Thomas Becon of Bretenham in the countie of Norff gent:
married ____ the daughter of ____ and had yssue Thomas

Thomas Becon one of the prebendaries of Christes
Churche in the cittie of Canterburye sonne and heire to Thomas maried Elizabeth
daughter of William Godfrey of Winchester in Hampshire marchant and by her
had yssue Theodore Becon his eldest sonne Basell Becon second
sonne Rachell maried to William Besweke of Horsmanden in
the countie of Kent Esquire

Theodore Becon of the cittie of Canterburye Esquire Doctor of
Phisicke eldest sonne and heire to Thomas maried Dorcas the [?]
daughter of Charles Smythe of ____ neare newe castell
in the countie of ____ Esquire and by her hathe yssue [?]
Anthonye Becon his eldest sonne Elizabeth Becon and
Sibbeld Becon both unmaried

Found by the research of Mr. H. Beken Thomas amongst the Harleian manuscripts in the British Museum (among ‘loose and independent Arms and Pedigrees fastened to a printed book’, MS 1196, item no. 189b), published in Notes and Queries, vol. CCXXVII, p. 403 in item by D. S. Bailey ‘Thomas Becon: Some additional biographical notes’.

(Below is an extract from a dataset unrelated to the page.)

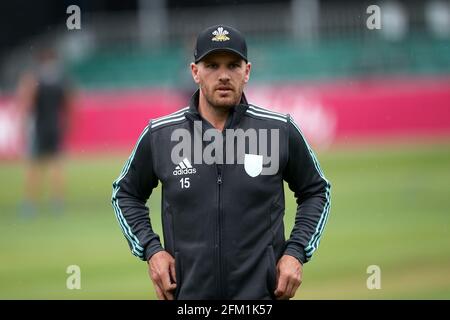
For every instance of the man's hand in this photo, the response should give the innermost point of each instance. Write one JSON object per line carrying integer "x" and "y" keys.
{"x": 161, "y": 268}
{"x": 289, "y": 277}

Bailey considered this pedigree to be in support of a claim of entitlement to bear arms by Theodore Becon, submitted on his behalf by his brother-in-law William Beswicke to William Camden, Clarenceux King of Arms.

Bailey found it curious that Theodore did not know his paternal grandmother’s name, nor that of her father, nor the place of residence of his father-in-law. He suggests he may have been choosing to conceal them. I find a lack of such knowledge more believeable. Watching ‘Who do you think you are?’ it is clear that people often know little about their grandparents, especially when they are the parents of a parent a person did not know well. Theodore was only aged about 12 when his father died and his surviving siblings were younger. It seems entirely possible little would have been said about his grandparents. His father being an ‘older Dad’ it is unlikely he would have known his grandmother, and the distance between Norfolk where the family lived and Kent where he grew up would have restricted any contact with other relatives who might have spoken about them.